Distribution of functional similarities between the coexpressed genes in different cancer. The functional similarities between coexpressed genes (rs > 0.3, p < 0.05) with KHDRBS1 is calculated based on GO semantic similarity. The random set of genes (Random) is used as negative control. The functional similarity is high in case of KIRP and LUAD compared to the OV, LAML and random set (n = 500) of genes (box boundaries represent the first and third quartile (Q.25, Q.75). The median is indicated by the horizontal line dividing the interquartile range. Upper and lower ticks represent the maximum and minimum value). Mann-Whitney test was performed separately in between KIRP vs. OV, LAML, Random and LUAD vs. OV, LAML, Random (***P < 0.001).

Figure 3.

Figure 3

Overlap of protein-protein interactions (PPI) dataset and coexpressed gene of Sam68/KHDRBS1 and processes and pathway enrichment analysis in different cancer: (AD) Venn diagram and network figure shows the overlapping genes which coexpress and interact with Sam68/KHDRBS1in KIRP, LUAD, OV and LAML respectively. The bar diagram indicates the process and pathway enrichment analysis of overlapping gene in respective cancer. Logarithmic corrected p-values for significant overrepresentation are shown.

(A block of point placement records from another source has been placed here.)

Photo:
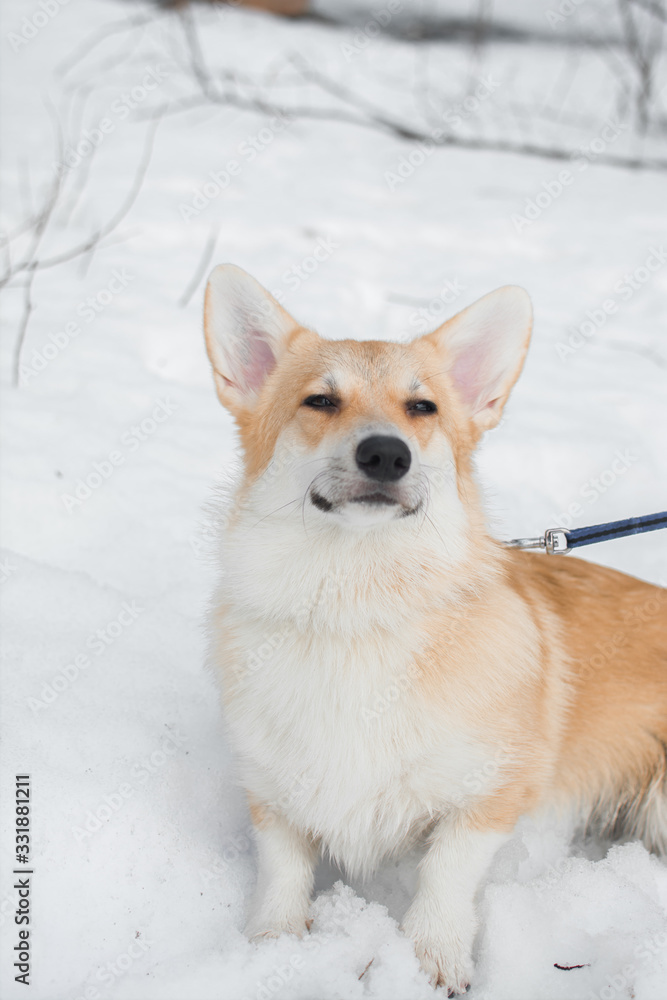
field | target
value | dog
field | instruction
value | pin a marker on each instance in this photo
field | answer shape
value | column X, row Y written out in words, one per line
column 378, row 651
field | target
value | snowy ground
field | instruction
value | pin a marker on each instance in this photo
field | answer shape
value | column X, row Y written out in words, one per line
column 142, row 854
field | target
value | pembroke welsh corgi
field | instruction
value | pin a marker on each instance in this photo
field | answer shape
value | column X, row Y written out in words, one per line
column 377, row 648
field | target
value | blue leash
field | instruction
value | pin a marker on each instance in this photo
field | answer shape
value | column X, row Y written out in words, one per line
column 557, row 540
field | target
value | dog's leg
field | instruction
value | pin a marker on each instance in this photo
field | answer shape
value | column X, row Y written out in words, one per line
column 285, row 877
column 441, row 920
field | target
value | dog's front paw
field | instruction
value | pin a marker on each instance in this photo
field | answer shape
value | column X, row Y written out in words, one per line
column 443, row 957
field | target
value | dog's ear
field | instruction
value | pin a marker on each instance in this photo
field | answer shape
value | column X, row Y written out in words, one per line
column 483, row 349
column 246, row 331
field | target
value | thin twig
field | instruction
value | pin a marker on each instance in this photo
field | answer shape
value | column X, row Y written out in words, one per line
column 29, row 264
column 38, row 233
column 96, row 37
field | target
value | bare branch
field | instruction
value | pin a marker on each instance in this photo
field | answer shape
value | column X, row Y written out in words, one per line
column 98, row 36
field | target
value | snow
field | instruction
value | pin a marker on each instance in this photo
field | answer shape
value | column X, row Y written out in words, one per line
column 105, row 700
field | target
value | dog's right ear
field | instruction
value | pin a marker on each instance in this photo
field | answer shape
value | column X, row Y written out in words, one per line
column 246, row 331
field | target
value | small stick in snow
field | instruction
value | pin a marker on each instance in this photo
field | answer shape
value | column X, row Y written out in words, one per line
column 366, row 969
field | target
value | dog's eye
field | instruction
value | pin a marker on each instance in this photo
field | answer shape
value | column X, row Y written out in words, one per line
column 422, row 406
column 318, row 402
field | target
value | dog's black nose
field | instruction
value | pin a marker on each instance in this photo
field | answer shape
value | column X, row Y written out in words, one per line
column 383, row 458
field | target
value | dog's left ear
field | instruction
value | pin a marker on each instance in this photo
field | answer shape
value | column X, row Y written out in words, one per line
column 484, row 349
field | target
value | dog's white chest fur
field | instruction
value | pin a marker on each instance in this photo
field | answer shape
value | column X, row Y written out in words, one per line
column 334, row 734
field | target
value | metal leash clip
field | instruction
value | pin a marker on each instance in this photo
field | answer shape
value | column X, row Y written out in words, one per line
column 554, row 541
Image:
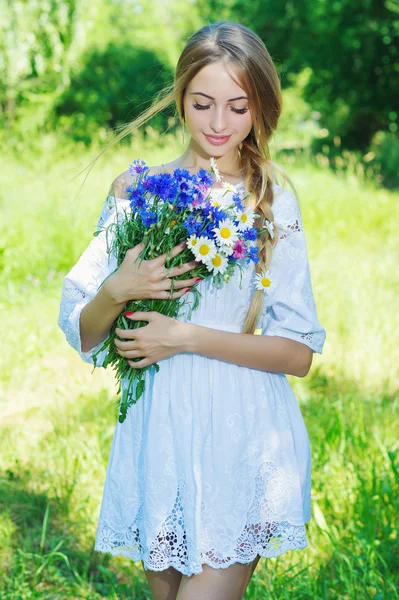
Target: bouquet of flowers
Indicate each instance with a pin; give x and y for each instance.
(167, 210)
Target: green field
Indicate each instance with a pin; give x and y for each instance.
(57, 417)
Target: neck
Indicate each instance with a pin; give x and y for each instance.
(195, 158)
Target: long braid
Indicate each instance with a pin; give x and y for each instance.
(259, 180)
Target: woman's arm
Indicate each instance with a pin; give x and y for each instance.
(266, 353)
(97, 317)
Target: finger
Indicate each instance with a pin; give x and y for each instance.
(127, 345)
(140, 315)
(139, 364)
(180, 269)
(174, 252)
(130, 353)
(166, 284)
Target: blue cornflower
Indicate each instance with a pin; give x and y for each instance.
(137, 166)
(218, 214)
(161, 185)
(137, 200)
(253, 255)
(148, 217)
(204, 177)
(250, 233)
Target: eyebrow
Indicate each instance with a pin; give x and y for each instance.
(210, 97)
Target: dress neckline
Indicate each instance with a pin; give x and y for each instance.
(221, 189)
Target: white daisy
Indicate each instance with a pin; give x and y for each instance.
(265, 282)
(245, 218)
(204, 249)
(226, 233)
(192, 241)
(270, 227)
(214, 169)
(217, 264)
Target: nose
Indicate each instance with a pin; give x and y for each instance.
(218, 122)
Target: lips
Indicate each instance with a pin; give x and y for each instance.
(217, 140)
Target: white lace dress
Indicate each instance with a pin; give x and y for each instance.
(212, 465)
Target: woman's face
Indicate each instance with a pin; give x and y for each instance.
(216, 106)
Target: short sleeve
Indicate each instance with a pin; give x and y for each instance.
(289, 307)
(83, 281)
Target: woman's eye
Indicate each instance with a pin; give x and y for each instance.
(200, 106)
(240, 111)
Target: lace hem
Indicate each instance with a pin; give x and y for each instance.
(265, 536)
(274, 539)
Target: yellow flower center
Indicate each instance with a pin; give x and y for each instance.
(217, 261)
(204, 249)
(225, 232)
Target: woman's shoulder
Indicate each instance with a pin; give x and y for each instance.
(285, 207)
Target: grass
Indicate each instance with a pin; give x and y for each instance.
(57, 417)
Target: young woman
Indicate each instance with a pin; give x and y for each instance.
(212, 467)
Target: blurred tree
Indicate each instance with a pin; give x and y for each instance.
(351, 48)
(114, 86)
(38, 42)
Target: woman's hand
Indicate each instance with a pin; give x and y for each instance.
(161, 338)
(149, 279)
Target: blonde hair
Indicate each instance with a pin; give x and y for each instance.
(240, 47)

A common observation in gene expression is that many genes which show similar expression patterns frequently clustered according to their biological functions33,34. Therefore analysis of functional clustering of all genes which are co-expressed with KHDRBS1 can provide a clear view of predominant functions associated with the group of genes expressed in a specific cellular context. Next, we have done protein-protein interaction enrichment analysis for all coexpressed genes (rs > 0.3, P < 0.05) in each cancer using Metascape tools, which fetch the interaction data from BioGrid23, InWeb_IM35, and OmniPath36. The resulting network was again used to identify densely connected network components using molecular complex detection (MCODE) algorithm37. Pathway and process enrichment analysis find the function of each densely connected component (Supplementary Fig. S3). The result shows that coexpressed genes in KIRP and LUAD are mostly involved in cell cycle, and cell division related processes such as chromatin assembly and organization, cell cycle checkpoint control. As many of these densely connected genes are co-expressed with KHDRBS1, it can be presumed that probably KHDRBS1 is also involved in a similar function in KIRP and LUAD. However, in OV and LAML, the network components are less densely connected and several gene clusters which are present in KIRP and LUAD and involved in cell proliferation are absent in OV and LAML (Supplementary Fig. S3). It is now comprehensible that KHDRBS1 driven molecular processes are similar in case of KIRP and LUAD but different in OV and LAML for a specific group of patients. We then examined whether the genes which are coexpressed with KHDRBS1 are involved in similar biological functions or not. Gene Ontology (GO) semantic similarity was used to quantify the functional association of coexpressed genes. We found that coexpressed genes in KIRP and LUAD tend to have significantly high (P < 0.001) functional relationships compared to OV, LAML and random set (Fig. 4). It explains coexpressed genes in KIRP and LUAD are involved in the functionally similar biological processes and pathways, which support our previous observation of functional clustering of coexpressed genes (Supplementary Fig. S3) as most of the enriched processes in KIRP and LUAD are linked to cell proliferation.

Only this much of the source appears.